SACRAMENTO, CA — The California State Assembly Education Committee unanimously passed SB 234, the Genocide Awareness Act this afternoon, reported the Armenian National Committee of America (ANCA). The legislation, authored by CA Senator Mark Wyland (R-northern San Diego County), calls on the CA State Curriculum Commission to consider the inclusion of an oral history component to its already mandatory genocide education curriculum.
Testifying on behalf of the Armenian National Committee, San Francisco resident and former Human Rights Commissioner Haig Baghdassarian urged members of the committee “to help foster generations of citizens who have been sensitized to the horrors of such crimes against humanity by providing them with an opportunity to hear first-hand accounts from genocide survivors.”
Also testifying in support of the bill was Dr. Stephan Astourian of the University of California, Berkeley’s History Department. Dr. Astourian also serves on the Board of Directors for the Genocide Education Project.

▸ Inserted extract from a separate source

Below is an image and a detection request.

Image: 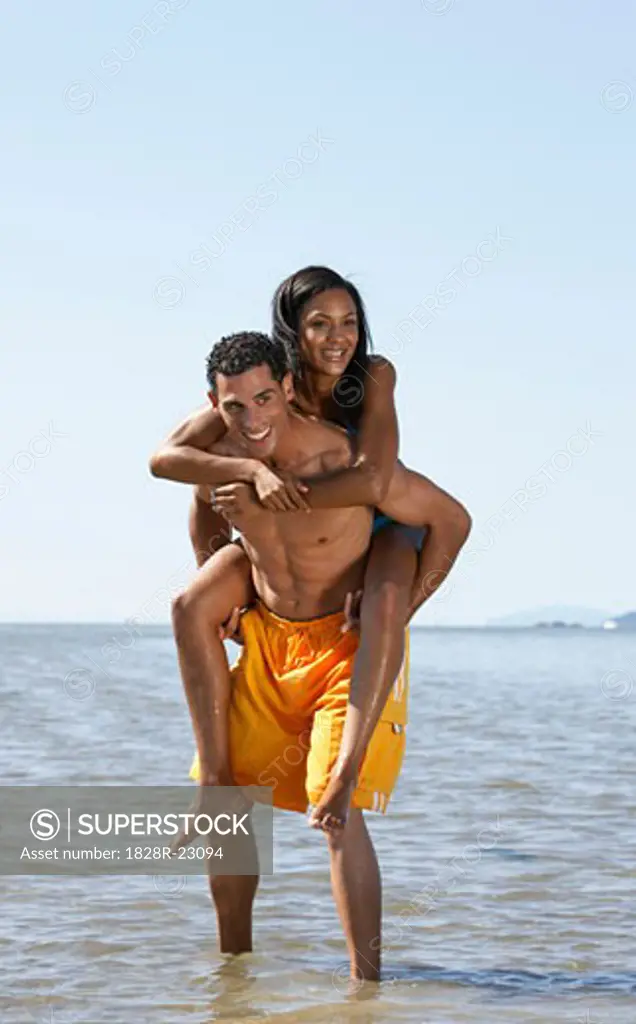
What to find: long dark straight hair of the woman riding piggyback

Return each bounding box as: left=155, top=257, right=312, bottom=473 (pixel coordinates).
left=271, top=266, right=373, bottom=427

Opening his testimony, Astourian noted that, “I will start with a statement attributed to Stalin that justifies ironically enough the importance and usefulness of this bill: the death of one man is a tragedy, the death of millions a statistic. The introduction of oral history in the curriculum will put the human face and voice on that statistic. It will personalize and humanize the inhumane abstraction that is genocide.”

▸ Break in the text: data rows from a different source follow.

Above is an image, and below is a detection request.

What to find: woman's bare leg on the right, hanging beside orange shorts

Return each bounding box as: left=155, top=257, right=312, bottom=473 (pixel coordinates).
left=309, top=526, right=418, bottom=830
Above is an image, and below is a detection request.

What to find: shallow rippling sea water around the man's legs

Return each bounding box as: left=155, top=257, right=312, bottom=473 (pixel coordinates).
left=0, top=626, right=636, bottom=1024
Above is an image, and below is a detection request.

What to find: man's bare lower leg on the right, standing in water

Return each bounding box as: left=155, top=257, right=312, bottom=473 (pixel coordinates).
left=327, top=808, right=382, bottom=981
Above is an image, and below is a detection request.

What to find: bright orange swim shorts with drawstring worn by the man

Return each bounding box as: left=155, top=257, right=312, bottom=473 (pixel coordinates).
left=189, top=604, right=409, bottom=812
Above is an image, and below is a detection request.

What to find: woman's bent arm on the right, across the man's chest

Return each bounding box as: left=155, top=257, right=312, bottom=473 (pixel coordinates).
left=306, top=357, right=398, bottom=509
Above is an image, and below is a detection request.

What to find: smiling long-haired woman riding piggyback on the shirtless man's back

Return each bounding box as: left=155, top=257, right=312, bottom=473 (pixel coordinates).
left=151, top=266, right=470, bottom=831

Both the curriculum and SB 234 make explicit reference to the Armenian Genocide in addition to several other genocides of the 20th Century. The Turkish lobby has actively sought to undermine the legislation as it progressed through the California State Senate, which unanimously passed the bill on June 3rd this year.
Bruce Fein, the infamous Washington, DC-based professional Armenian Genocide denier and lobbyist who had testified against SB 234 during the CA Senate Education Committee, once again traveled to Sacramento in an attempt to derail the anti-genocide bill. His efforts were rebuffed by Senator Wyland and the anti-genocide advocates participating in the hearing.
When discussing the legislation after it passed through the CA Senate Education Committee, Senator Wyland noted that, “only by acknowledging horrific events of the past can we effectively transform the future. The more we educate our kids, the closer we are to determining why it is genocide happens over and over again.”
“With over six million public school students, California has the unique opportunity to influence a huge number of the next generation of citizens by helping our children understand the terror of genocide so it doesn’t happen again,” he added.
Having cleared the CA State Assembly Education Committee, SB 234 now moves to the CA State Assembly Appropriations Committee for consideration.